Andr´as Hajdu received his MSc degree in Mathematics from the Lajos Kossuth University, Hungary, in 1996. He obtained his PhD degree in Mathematics and Computer Science from the University of Debrecen, Hungary, in 2003. He worked as a Post Doc researcher for the Artificial Intelligence Information Analysis Laboratory, Dept. of Informatics, Aristotle University of Thessaloniki in 2005-2006. From 2001 he served as Assistant Lecturer and since 2003 he has been an Assistant Professor at the University of Debrecen. He is a member of the Janos Bolyai Mathematical Society, John von Neumann Computer Society (Hungary), Public Body of the Hungarian Academy of Sciences, and the Hungarian Association for Image Analysis and Pattern Recognition. He has authored or co-authored 17 journal papers and 43 conference papers. His main interest lies in discrete mathematics with applications in digital image processing.
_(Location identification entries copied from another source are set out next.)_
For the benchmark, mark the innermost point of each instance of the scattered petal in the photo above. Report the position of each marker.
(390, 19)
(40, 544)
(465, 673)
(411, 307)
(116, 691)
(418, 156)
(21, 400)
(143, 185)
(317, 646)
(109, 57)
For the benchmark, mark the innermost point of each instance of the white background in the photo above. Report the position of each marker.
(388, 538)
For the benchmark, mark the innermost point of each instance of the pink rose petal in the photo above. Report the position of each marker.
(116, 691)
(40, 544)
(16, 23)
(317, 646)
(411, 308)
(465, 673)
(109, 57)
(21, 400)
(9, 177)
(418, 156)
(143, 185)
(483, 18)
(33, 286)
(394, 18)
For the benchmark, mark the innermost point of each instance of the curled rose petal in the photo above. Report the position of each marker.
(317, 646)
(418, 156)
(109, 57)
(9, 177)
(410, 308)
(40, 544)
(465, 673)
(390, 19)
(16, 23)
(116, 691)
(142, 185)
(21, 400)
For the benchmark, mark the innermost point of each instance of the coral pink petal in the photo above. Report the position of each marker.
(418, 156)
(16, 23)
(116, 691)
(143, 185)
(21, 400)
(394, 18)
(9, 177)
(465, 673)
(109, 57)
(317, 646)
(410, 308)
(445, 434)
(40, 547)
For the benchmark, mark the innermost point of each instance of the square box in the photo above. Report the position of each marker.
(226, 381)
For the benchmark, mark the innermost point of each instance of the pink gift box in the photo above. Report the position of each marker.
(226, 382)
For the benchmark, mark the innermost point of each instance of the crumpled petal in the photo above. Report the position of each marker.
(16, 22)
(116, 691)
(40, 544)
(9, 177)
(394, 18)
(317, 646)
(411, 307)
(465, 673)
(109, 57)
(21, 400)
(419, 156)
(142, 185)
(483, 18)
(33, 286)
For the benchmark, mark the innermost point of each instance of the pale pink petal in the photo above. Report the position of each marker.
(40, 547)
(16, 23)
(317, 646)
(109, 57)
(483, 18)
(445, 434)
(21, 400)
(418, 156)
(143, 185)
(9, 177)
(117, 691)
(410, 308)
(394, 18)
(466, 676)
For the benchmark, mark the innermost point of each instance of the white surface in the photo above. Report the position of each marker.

Ioannis Pitas received the Diploma of Electrical Engineering in 1980 and the PhD degree in Electrical Engineering in 1985 both from the Aristotle University of Thessaloniki, Greece. Since 1994, he has been a Professor at the Department of Informatics, Aristotle University of Thessaloniki. From 1980 to 1993 he served as Scientific Assistant, Lecturer, Assistant Professor, and Associate Professor in the Department of Electrical and Computer Engineering at the same University. He served as a Visiting Research Associate or Visiting Assistant Professor at several Universities. He has published 145 journal papers, 360 conference papers and contributed in 18 books in his areas of interest and edited or coauthored another 5. He has also been an invited speaker and/or member of the program committee of several scientific conferences and workshops. In the past he served as Associate Editor or co-Editor of four international journals and General or Technical Chair of three international conferences. His current interests are in the areas of digital image and video processing and analysis, multidimensional signal processing, watermarking and computer vision.